Okay, let's get started. As you know, we announced plans earlier this year to retire units at 9 of our older coal-fired plants by September 1, 2012, as a result of the new EPA Mercury and Air Toxics Standards, otherwise known as MATS and other environmental regulations. This includes units at 6 competitive plants in Ohio and Pennsylvania and 3 regulated plants in West Virginia. As a part of this process, PJM Interconnections conducted a review to determine the impacts these retirements could have on system reliability.

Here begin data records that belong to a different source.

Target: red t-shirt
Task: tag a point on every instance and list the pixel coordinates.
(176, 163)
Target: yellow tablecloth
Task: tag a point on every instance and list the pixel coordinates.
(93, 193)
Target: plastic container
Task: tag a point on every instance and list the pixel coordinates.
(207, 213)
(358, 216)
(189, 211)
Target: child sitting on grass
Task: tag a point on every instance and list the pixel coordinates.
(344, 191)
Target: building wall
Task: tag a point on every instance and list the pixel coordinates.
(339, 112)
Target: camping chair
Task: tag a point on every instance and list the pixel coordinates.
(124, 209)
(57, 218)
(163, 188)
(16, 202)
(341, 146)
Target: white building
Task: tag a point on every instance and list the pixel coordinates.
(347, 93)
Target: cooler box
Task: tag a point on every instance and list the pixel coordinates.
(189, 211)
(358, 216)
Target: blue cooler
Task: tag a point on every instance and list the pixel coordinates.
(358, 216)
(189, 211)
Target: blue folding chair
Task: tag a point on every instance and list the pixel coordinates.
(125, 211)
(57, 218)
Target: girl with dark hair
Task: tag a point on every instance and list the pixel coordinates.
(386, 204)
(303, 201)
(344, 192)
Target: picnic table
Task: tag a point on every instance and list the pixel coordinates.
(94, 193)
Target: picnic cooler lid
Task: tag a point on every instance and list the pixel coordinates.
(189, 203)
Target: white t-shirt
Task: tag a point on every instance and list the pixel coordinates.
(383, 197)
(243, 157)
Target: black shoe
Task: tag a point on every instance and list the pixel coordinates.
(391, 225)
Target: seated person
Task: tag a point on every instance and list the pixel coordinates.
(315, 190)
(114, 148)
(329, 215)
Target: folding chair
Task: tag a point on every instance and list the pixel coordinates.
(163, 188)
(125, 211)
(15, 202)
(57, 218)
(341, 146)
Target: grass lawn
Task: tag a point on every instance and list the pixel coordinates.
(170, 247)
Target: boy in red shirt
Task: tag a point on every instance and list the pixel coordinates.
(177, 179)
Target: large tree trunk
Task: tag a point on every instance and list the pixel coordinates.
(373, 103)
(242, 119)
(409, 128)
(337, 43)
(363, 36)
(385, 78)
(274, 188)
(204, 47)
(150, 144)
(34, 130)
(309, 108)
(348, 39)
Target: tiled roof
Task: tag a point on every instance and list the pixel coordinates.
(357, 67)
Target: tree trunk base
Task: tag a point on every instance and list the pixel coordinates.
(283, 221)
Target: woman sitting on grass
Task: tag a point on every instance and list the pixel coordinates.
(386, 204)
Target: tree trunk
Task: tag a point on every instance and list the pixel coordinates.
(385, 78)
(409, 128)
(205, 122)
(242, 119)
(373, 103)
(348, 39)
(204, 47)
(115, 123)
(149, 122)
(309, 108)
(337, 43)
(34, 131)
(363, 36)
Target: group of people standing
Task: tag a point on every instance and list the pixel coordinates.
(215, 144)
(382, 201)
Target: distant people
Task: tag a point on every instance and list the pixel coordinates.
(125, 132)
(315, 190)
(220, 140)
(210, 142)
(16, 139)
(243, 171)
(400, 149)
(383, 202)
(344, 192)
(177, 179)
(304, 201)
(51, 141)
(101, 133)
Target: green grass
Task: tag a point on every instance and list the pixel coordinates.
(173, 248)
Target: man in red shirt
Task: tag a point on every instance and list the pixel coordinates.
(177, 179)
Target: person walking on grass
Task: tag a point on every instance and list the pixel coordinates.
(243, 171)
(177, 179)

In March, to address PJM's preliminary reliability concerns, we filed an application proposing approximately 800 megawatts of new combustion turbine peaking generation to be installed at our existing Eastlake plant. It is our intent to offer these units into PJM's capacity auction next week. If they clear the auction, we would begin construction efforts to meet a targeted in-service date of spring 2015. In addition, to bridge the ATSI region to early 2015, PJM's current planning assumption is for reliability must run arrangements, or RMRs, for Eastlake units 1 through 3, Lake Shore unit 18 and Ashtabula unit 5. This involves a total of 885 megawatts, which will help ensure reliable electric service for the Cleveland region. We anticipate that the RMR arrangements will be structured so that PJM will compensate us to keep the units available for operation through early 2015. At that time, we plan to go forward with retiring those units. In addition to the RMRs and the new combustion turbine generation at Eastlake, our transmission group, working with PJM, has identified a number of transmission projects that can be implemented over the next several years and are expected to also improve reliability in the ATSI zone. While we do not have final estimates for the cost of these transmission projects, we are currently projecting a capital spend of between $700 million and $900 million over the next 4 to 5 years. We expect to earn a return on these transmission investments from the time we begin construction. The remaining competitive units slated for retirement, Eastlake units 4 and 5, Bay Shore units 2 through 4, Armstrong and R. Paul Smith are expected to be retired as planned by September 1 of this year. The 3 West Virginia plants included in these announcements are regulated and we have provided the West Virginia Public Service Commission with information regarding the plant deactivations. We also anticipated deactivating these units by September 1.